The local ordinances and issuances found in the portal are tagged according to Thematic Clusters – ranging from ordinances on the First 1000 Days Program, ordinances on food security, Barangay Nutrition Scholars, and more. A total of 10 major Thematic Clusters can be accessed in the portal, with specific sub-clusters found in several themes. Additional thematic clusters may be added as they emerge.
This clustering allows users to see groups of related ordinances under specific areas of concern in local nutrition programming. The following section describes each of the Thematic Clusters of the Compendium.
First 1000 Days
The First 1000 Days is one of the strategic thrusts of PPAN 2017-2022 to address stunting and other forms of malnutrition.
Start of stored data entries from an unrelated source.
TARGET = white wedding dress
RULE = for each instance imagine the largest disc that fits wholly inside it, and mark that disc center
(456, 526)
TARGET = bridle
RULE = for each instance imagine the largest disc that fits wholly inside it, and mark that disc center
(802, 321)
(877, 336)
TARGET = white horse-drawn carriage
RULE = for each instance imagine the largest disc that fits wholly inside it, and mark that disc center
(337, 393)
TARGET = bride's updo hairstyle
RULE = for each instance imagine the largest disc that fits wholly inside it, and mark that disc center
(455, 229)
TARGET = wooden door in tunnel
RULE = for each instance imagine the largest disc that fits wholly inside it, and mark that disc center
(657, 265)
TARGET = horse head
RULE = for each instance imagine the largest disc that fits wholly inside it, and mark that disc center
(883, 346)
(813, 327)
It refers to the period of a child's life, spanning the nine (9) months in the womb starting from conception to the first twenty-four (24) months of life, considered to be the critical window of opportunity to promote health and development and prevent malnutrition and its life-long consequences.
Local governments have pursued the adoption of the RA 11148 – First 1000 Days Law, and the institutionalization of the strategy by enacting ordinances on the First 1000 Days, specifying the package of services and interventions to be provided to those who are nutritionally-at-risk, especially pregnant and lactating women, particularly teenage mothers, women of reproductive age, adolescent girls, and all children who are newly born up to age twenty-four months. Such ordinances also define the coordinating and implementing mechanisms to ensure optimum first 1000 days service delivery within the LGU.
First 1000 Days-Specific
Local governments have enacted ordinances on specific programs that ensure the nutritional wellbeing of mothers and children across the individual life stages of the First 1000 Days of life, from pregnancy, infancy, up to toddlerhood. Ordinances within this thematic cluster aim to ensure quality and coverage of critical interventions in the first 1000 days such as, but not limited to, complete prenatal visits, exclusive breastfeeding, micronutrient supplementation, and dietary supplementation for pregnant women and children 6-23 months old.
Nutrition-supportive
Nutrition supportive ordinances are local legislative efforts that aim to address the underlying causes of malnutrition such as insufficient access to health services and an unhealthy environment. Ordinances under this cluster ensure that programs on health, water and sanitation reach the people, particularly the nutritionally-vulnerable groups, subsequently ensuring an enabling environment for the achievement of positive nutrition outcomes.
Food Security
The cluster on Food Security includes ordinances that ensure that people at all times, have physical, social, and economic access to sufficient, safe, and nutritious food that meets their food preferences and dietary needs for an active and healthy life. Ordinances around food production including household and community food gardens, livelihood, and employment generation in the communities along with similar ordinances are part of this cluster. Many of these projects are considered under the Nutrition-sensitive Program of the PPAN 2017-2022.
Codes
Codes have been enacted by local governments to provide a comprehensive guiding reference to various instrumentalities of local government and the constituency on broad development concerns within the LGU such as health, children’s rights and welfare, and gender and development. Nutrition as a multisectoral concern has been built into these various codes which has facilitated effective implementation of nutrition programs, projects, and activities in the LGU.
Nutrition Education and Promotion
Nutrition education and promotion is an important facet of local nutrition programs where constituents are provided with reliable and useful nutrition information that will translate into positive knowledge, attitudes, and practices across target groups. Programs in pursuant of this are institutionalized into ordinances enacted by local governments in recognition of the need to communicate nutrition knowledge in the LGU.
Program Management
Institutionalization of nutrition programs are pursued through the enactment of ordinances that define the nutrition program, its coverage, components, and the coordinating and implementing mechanisms that will ensure effective local nutrition program management within the LGU. Ordinances within this cluster ensure that program structures are in place and are effectively implemented by the involved offices in the LGU.
Human Resources
Effective local nutrition program management requires a human resource base that is harnessed by the LGU to coordinate and deliver the services to the constituents, with quality and coverage. In this regard, local governments have enacted ordinances that create, organize, as well as compensate the nutrition human resource requirement of the LGU, from nutrition officers, nutritionist-dietitians, and the frontline nutrition workers – the Barangay Nutrition Scholars (BNS).
Regulation
Various regulatory laws have been passed by the national government that aim to protect the rights of the people to good nutrition and help facilitate the achievement of positive nutrition outcomes among the people. These laws and issuances are adopted and operationalized by local governments through the enactment of local ordinances that respond and adapt the said national policies into the local setting.
Ordinances tagged under Regulation can be further clustered into ordinances on food fortification, salt iodization, healthy foods for schoolchildren, and food safety.
Financing
Financing is an important component of effective local nutrition program implementation. There are ordinances enacted by local governments which feature innovative financing strategies, such as taxation, percentage allocations, and supplemental appropriations, to secure budgets for their local nutrition programs.